Il sostituto procuratore generale presso la Corte d'Appello di Reggio Calabria, Adriana Fimiani, aveva chiesto la conferma della condanna, con cui il Gup Antonino Laganà aveva condannato a oltre 150 anni di carcere boss e affiliati alla potente cosca Gallico di Palmi, avvalorando, all'esito del giudizio abbreviato, l'impianto accusatorio portato avanti dai pubblici ministeri Roberto Di Palma e Giovanni Musarò. Il processo scaturisce da un'operazione che andò a colpire i vertici dei clan Gallico-Morgante-Sgrò-Sciglitano di Palmi, e i Bruzzise-Parrello del "locale" di Barritteri e Seminara.

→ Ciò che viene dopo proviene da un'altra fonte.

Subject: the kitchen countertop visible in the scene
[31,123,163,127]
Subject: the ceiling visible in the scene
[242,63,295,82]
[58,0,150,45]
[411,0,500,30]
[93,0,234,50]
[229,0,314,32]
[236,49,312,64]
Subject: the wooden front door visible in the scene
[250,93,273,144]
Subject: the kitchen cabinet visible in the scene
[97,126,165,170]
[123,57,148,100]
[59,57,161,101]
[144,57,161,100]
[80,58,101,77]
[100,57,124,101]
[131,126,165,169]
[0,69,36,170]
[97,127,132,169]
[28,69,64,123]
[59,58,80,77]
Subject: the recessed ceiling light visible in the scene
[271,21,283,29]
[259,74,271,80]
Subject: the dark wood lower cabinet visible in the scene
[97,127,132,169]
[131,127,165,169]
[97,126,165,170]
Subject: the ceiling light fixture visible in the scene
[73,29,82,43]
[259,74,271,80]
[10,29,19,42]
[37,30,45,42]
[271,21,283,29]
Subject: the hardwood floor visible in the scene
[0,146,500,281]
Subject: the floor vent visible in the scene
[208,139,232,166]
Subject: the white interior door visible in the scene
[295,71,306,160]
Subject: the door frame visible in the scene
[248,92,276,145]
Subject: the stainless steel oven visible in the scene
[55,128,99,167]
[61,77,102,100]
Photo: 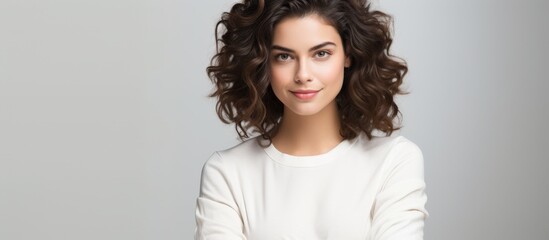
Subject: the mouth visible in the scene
[290,89,322,100]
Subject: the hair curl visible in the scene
[207,0,408,141]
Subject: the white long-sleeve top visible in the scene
[195,134,428,240]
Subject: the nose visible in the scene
[294,60,312,83]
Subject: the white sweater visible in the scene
[195,134,428,240]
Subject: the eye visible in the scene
[275,53,291,62]
[315,50,331,58]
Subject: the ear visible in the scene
[344,56,351,67]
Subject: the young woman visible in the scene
[195,0,428,240]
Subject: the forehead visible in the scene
[272,14,341,49]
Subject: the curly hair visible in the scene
[207,0,408,142]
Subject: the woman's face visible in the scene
[269,14,350,116]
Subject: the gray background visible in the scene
[0,0,549,240]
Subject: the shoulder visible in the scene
[356,134,422,157]
[200,137,264,170]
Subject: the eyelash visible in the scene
[275,50,332,62]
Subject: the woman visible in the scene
[195,0,428,240]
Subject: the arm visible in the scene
[195,153,246,240]
[368,141,429,240]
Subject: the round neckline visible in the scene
[264,136,359,167]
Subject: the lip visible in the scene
[290,89,320,100]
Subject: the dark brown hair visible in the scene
[207,0,408,140]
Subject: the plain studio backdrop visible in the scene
[0,0,549,240]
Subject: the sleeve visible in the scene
[368,141,429,240]
[194,153,246,240]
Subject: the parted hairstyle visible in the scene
[207,0,408,142]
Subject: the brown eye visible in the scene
[316,51,330,58]
[275,53,290,62]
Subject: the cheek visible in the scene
[270,66,292,91]
[317,64,344,83]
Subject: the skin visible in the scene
[269,14,350,156]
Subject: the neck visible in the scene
[273,102,343,156]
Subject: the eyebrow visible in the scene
[271,42,336,53]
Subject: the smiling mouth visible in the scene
[290,89,322,100]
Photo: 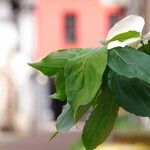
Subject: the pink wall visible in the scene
[36,0,118,59]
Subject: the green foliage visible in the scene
[100,31,141,45]
[49,69,67,101]
[108,71,150,117]
[82,85,119,150]
[65,48,107,116]
[29,48,90,77]
[29,31,150,150]
[108,47,150,83]
[109,31,140,42]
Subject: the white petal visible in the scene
[107,38,140,49]
[106,15,145,40]
[142,32,150,41]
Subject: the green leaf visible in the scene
[109,31,141,43]
[56,104,90,133]
[138,40,150,55]
[29,48,90,77]
[108,47,150,83]
[82,88,119,150]
[49,69,67,101]
[100,31,141,45]
[65,47,107,116]
[108,71,150,117]
[56,104,75,133]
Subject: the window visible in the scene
[65,14,77,43]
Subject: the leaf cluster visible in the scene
[29,39,150,150]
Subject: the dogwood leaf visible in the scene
[65,47,107,114]
[108,47,150,83]
[29,48,90,77]
[82,85,119,150]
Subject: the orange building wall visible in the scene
[36,0,118,59]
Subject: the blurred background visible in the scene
[0,0,150,150]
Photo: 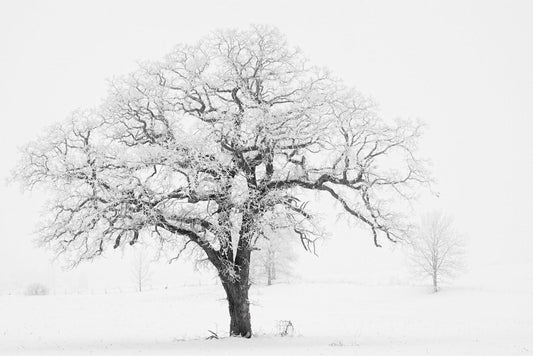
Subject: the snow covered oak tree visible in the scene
[15,26,427,337]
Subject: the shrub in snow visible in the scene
[24,283,48,295]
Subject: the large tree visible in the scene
[17,26,426,337]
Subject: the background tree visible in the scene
[409,212,465,292]
[131,248,152,292]
[13,26,426,337]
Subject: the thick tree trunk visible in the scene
[267,265,272,286]
[222,280,252,338]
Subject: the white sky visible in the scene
[0,0,533,291]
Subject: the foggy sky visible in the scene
[0,1,533,291]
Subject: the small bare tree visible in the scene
[132,250,152,292]
[409,212,465,292]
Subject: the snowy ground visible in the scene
[0,283,533,356]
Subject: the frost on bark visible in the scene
[16,26,426,336]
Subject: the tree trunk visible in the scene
[267,264,272,286]
[222,280,252,338]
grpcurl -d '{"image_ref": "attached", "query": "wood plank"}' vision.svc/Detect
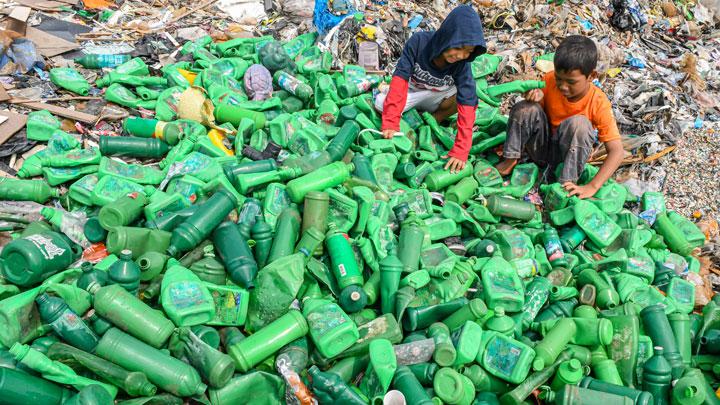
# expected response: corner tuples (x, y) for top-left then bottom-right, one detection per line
(0, 111), (27, 145)
(16, 101), (98, 124)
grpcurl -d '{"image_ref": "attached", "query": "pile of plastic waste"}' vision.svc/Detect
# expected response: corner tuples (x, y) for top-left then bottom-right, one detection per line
(0, 29), (720, 405)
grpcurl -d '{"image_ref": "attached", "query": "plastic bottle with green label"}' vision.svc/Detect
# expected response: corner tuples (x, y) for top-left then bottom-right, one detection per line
(481, 256), (525, 312)
(303, 299), (360, 358)
(47, 342), (157, 396)
(167, 189), (237, 256)
(98, 193), (148, 230)
(88, 284), (175, 348)
(96, 328), (207, 397)
(0, 177), (60, 203)
(227, 309), (308, 372)
(160, 259), (215, 326)
(108, 249), (141, 295)
(50, 68), (90, 96)
(0, 231), (82, 287)
(476, 332), (535, 384)
(35, 293), (98, 352)
(9, 343), (118, 398)
(287, 162), (354, 204)
(212, 221), (258, 288)
(99, 136), (170, 158)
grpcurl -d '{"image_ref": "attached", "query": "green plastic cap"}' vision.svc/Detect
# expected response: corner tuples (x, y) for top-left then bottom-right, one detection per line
(433, 367), (463, 404)
(338, 285), (367, 313)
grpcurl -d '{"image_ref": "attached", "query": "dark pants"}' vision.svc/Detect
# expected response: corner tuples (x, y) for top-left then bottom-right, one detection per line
(503, 101), (595, 183)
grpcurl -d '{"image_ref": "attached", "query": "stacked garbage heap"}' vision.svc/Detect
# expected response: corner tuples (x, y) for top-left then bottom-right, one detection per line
(0, 30), (720, 405)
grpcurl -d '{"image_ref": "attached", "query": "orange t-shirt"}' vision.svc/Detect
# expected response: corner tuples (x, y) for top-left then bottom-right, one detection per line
(540, 72), (620, 142)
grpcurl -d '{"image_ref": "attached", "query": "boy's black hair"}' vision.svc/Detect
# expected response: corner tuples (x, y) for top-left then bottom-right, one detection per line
(553, 35), (597, 76)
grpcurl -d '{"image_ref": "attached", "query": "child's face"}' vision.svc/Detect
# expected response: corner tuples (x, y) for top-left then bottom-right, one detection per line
(442, 45), (475, 63)
(555, 69), (597, 101)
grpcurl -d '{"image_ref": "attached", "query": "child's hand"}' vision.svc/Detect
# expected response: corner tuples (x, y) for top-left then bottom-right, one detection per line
(563, 181), (598, 199)
(442, 155), (465, 173)
(523, 89), (544, 103)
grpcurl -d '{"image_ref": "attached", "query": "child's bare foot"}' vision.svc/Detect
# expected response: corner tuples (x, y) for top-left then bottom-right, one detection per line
(495, 159), (518, 176)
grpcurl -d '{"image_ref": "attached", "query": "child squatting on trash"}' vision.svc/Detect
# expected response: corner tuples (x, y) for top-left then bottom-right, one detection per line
(375, 5), (486, 172)
(496, 35), (623, 198)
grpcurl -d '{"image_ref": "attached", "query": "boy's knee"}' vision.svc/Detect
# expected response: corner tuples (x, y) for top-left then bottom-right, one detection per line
(375, 93), (387, 112)
(510, 100), (543, 117)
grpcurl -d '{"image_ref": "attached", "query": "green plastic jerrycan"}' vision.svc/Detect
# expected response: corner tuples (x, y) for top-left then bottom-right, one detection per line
(481, 256), (525, 312)
(160, 259), (215, 326)
(574, 200), (622, 247)
(227, 308), (308, 372)
(303, 299), (360, 358)
(35, 293), (98, 352)
(88, 284), (175, 348)
(96, 328), (207, 397)
(0, 231), (82, 287)
(205, 283), (250, 326)
(167, 189), (237, 256)
(476, 331), (535, 384)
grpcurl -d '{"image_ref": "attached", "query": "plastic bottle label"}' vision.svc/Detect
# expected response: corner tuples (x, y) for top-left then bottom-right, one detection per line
(169, 281), (205, 309)
(545, 239), (565, 262)
(278, 74), (300, 95)
(212, 291), (246, 325)
(25, 235), (65, 260)
(483, 338), (522, 376)
(50, 310), (95, 336)
(307, 305), (347, 337)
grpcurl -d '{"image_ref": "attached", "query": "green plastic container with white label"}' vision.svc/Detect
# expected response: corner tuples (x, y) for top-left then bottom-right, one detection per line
(160, 259), (215, 326)
(476, 331), (535, 384)
(303, 298), (360, 358)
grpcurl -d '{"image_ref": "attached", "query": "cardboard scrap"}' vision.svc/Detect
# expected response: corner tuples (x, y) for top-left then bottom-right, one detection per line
(0, 111), (27, 145)
(15, 101), (98, 125)
(5, 6), (32, 36)
(25, 27), (80, 58)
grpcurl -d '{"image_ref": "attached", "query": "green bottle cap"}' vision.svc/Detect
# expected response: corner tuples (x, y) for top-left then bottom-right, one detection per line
(83, 217), (108, 243)
(433, 367), (463, 404)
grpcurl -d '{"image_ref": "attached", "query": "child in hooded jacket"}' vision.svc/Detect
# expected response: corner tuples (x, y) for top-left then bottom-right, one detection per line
(375, 5), (486, 172)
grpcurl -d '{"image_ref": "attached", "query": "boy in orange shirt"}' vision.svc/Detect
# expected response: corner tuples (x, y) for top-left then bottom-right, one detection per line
(497, 35), (623, 198)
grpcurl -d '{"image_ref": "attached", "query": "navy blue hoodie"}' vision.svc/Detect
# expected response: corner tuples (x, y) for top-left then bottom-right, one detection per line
(382, 5), (486, 162)
(394, 5), (486, 106)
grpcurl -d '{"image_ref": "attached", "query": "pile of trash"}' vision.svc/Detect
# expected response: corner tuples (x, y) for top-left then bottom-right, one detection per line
(0, 0), (720, 405)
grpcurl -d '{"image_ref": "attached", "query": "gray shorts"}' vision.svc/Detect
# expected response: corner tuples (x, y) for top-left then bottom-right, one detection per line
(375, 86), (457, 113)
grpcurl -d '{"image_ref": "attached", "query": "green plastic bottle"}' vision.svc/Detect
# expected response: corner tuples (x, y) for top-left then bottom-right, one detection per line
(227, 310), (308, 372)
(167, 189), (237, 256)
(481, 256), (525, 312)
(573, 200), (622, 247)
(212, 221), (258, 288)
(273, 70), (313, 103)
(642, 341), (672, 405)
(99, 136), (170, 158)
(393, 366), (434, 405)
(108, 249), (142, 295)
(35, 293), (98, 352)
(0, 177), (60, 204)
(96, 328), (207, 397)
(160, 259), (215, 326)
(88, 284), (175, 348)
(9, 343), (118, 398)
(47, 342), (157, 396)
(50, 68), (90, 96)
(0, 231), (82, 287)
(303, 299), (360, 358)
(287, 162), (354, 204)
(485, 195), (536, 221)
(476, 332), (536, 384)
(0, 367), (74, 405)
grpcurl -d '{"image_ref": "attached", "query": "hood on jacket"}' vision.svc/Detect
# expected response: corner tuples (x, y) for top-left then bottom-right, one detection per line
(427, 5), (487, 63)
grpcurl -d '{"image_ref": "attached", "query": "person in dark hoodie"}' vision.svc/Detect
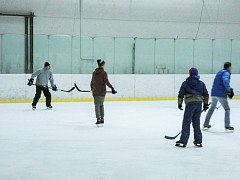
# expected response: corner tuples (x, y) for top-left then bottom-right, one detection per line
(203, 62), (234, 131)
(91, 59), (117, 126)
(176, 68), (209, 147)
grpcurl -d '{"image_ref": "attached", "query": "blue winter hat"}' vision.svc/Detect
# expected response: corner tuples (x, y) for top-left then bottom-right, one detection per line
(189, 67), (198, 76)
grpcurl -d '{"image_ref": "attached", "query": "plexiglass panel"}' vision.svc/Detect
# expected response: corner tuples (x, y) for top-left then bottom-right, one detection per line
(72, 36), (94, 74)
(155, 39), (174, 74)
(2, 34), (25, 74)
(135, 39), (155, 74)
(33, 35), (48, 72)
(0, 34), (240, 74)
(49, 35), (72, 74)
(114, 38), (134, 74)
(194, 39), (212, 74)
(213, 39), (231, 73)
(94, 37), (114, 74)
(232, 40), (240, 74)
(0, 34), (3, 74)
(175, 39), (193, 74)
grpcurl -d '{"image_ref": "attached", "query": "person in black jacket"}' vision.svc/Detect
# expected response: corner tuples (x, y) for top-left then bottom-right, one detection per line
(176, 68), (209, 147)
(90, 59), (117, 127)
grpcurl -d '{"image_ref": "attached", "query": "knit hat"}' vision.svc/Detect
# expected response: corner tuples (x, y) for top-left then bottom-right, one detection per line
(189, 68), (198, 76)
(44, 62), (50, 67)
(97, 59), (105, 67)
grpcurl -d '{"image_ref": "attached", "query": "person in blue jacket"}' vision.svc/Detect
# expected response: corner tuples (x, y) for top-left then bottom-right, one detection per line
(176, 68), (209, 147)
(203, 62), (234, 131)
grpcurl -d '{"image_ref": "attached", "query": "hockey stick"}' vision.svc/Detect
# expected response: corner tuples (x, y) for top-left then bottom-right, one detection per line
(74, 83), (112, 93)
(164, 102), (212, 140)
(164, 131), (182, 140)
(32, 84), (75, 92)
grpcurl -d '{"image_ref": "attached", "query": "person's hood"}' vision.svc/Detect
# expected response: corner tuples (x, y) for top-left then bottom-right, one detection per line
(93, 68), (104, 74)
(186, 75), (200, 87)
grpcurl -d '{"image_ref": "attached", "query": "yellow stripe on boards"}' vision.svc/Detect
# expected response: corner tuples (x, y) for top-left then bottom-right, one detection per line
(0, 96), (240, 103)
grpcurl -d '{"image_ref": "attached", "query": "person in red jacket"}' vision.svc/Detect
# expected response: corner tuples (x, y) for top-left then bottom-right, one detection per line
(91, 59), (117, 126)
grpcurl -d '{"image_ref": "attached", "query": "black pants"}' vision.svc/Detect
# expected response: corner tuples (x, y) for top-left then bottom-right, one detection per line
(32, 86), (51, 107)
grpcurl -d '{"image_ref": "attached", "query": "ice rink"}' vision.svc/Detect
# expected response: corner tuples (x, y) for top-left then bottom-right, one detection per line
(0, 100), (240, 180)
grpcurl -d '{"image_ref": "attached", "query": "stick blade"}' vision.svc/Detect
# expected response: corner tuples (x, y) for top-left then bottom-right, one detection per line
(164, 136), (176, 140)
(61, 87), (75, 92)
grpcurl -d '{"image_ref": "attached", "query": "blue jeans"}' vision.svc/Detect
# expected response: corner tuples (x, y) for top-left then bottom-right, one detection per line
(204, 96), (230, 127)
(180, 103), (202, 145)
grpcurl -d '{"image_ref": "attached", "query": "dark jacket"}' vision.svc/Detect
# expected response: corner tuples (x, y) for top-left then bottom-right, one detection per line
(178, 76), (209, 105)
(211, 69), (231, 98)
(91, 68), (113, 96)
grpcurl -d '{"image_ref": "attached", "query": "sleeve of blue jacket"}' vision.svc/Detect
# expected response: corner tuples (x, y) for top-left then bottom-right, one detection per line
(222, 72), (231, 92)
(203, 84), (209, 97)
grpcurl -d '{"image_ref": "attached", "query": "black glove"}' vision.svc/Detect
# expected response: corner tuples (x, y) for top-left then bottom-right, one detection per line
(27, 78), (34, 86)
(52, 85), (57, 91)
(178, 104), (183, 111)
(112, 88), (117, 94)
(228, 88), (234, 99)
(203, 104), (209, 112)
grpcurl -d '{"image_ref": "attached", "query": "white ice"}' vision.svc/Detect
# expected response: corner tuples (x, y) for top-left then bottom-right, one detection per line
(0, 100), (240, 180)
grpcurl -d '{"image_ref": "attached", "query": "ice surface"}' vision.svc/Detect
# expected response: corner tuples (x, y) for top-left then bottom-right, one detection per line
(0, 100), (240, 180)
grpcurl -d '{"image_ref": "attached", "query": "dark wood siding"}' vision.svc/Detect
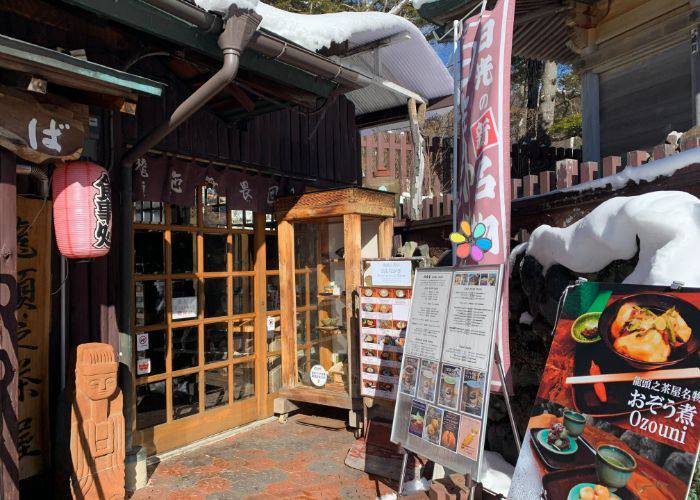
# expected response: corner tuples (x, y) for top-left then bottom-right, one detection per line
(600, 43), (693, 156)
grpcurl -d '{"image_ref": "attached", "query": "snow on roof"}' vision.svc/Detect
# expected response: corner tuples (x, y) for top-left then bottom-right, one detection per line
(411, 0), (438, 10)
(526, 191), (700, 287)
(195, 0), (453, 115)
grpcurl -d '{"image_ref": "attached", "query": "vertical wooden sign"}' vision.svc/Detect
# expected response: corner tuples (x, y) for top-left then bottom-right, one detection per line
(17, 197), (51, 479)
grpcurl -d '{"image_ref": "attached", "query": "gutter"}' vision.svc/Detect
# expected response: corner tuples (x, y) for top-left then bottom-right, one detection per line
(119, 1), (262, 453)
(146, 0), (372, 91)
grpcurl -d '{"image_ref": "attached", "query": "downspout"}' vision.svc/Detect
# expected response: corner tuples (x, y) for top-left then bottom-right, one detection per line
(119, 6), (262, 450)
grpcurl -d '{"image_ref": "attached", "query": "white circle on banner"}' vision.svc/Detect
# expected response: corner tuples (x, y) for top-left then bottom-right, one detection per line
(309, 365), (328, 387)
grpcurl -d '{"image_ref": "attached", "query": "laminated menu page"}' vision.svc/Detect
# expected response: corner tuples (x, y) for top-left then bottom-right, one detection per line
(391, 265), (502, 480)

La pena più alta fu comminata dal Gup nei confronti del vecchio patriarca Umberto Bellocco, condannato a diciotto anni di reclusione. Sarebbe stato proprio il vecchio boss Umberto Bellocco, capo dell'omonimo clan che, da sempre, divide con la cosca Pesce il controllo di Rosarno, a stabilire chi avesse diritto a ricevere la tangente del 3% sul capitolato d'appalto dei lavori della Salerno-Reggio Calabria. In appello, però, l'accusa per il presunto boss Bellocco è caduta totalmente.

Per l'uomo – al pari di Lucia Gallico, Maria Antonietta Gallico, Carmelo, Vincenzo ed Elena Sgrò – la Corte ha disposto la scarcerazione, se non detenuto per altra causa.

L'indagine, portata avanti con il coordinamento del procuratore aggiunto Michele Prestipino, svelò infatti un mondo fatto di tangenti per i lavori sulla A3, di omicidi di mafia, ma anche estorsioni e violenze nei confronti di chiunque si rapportasse con le cosche. Le 'ndrine, dunque, avrebbero esteso i propri tentacoli sui lavori della A3, un controllo capillare con una chiara divisione della A3 in zone di competenza, con riferimento ai territori "amministrati" dalle varie cosche. Un controllo che si manifestava, soprattutto, con il pagamento, da parte del Contraente Generale (il Consorzio Scilla, formato da Impregilo S.p.a. e Condotte S.p.a.) di una cosiddetta "tassa di sicurezza", sborsata per evitare problemi e versata ai rappresentanti della 'ndrangheta, i quali a loro volta provvedevano a ripartire le quote ai vari rappresentanti delle 'ndrine legittimate alla spartizione. La sentenza della Corte d'appello, tuttavia, ridimensiona la portata dell'impianto accusatorio della Dda, che invece era stato avvalorato dal Gup Laganà.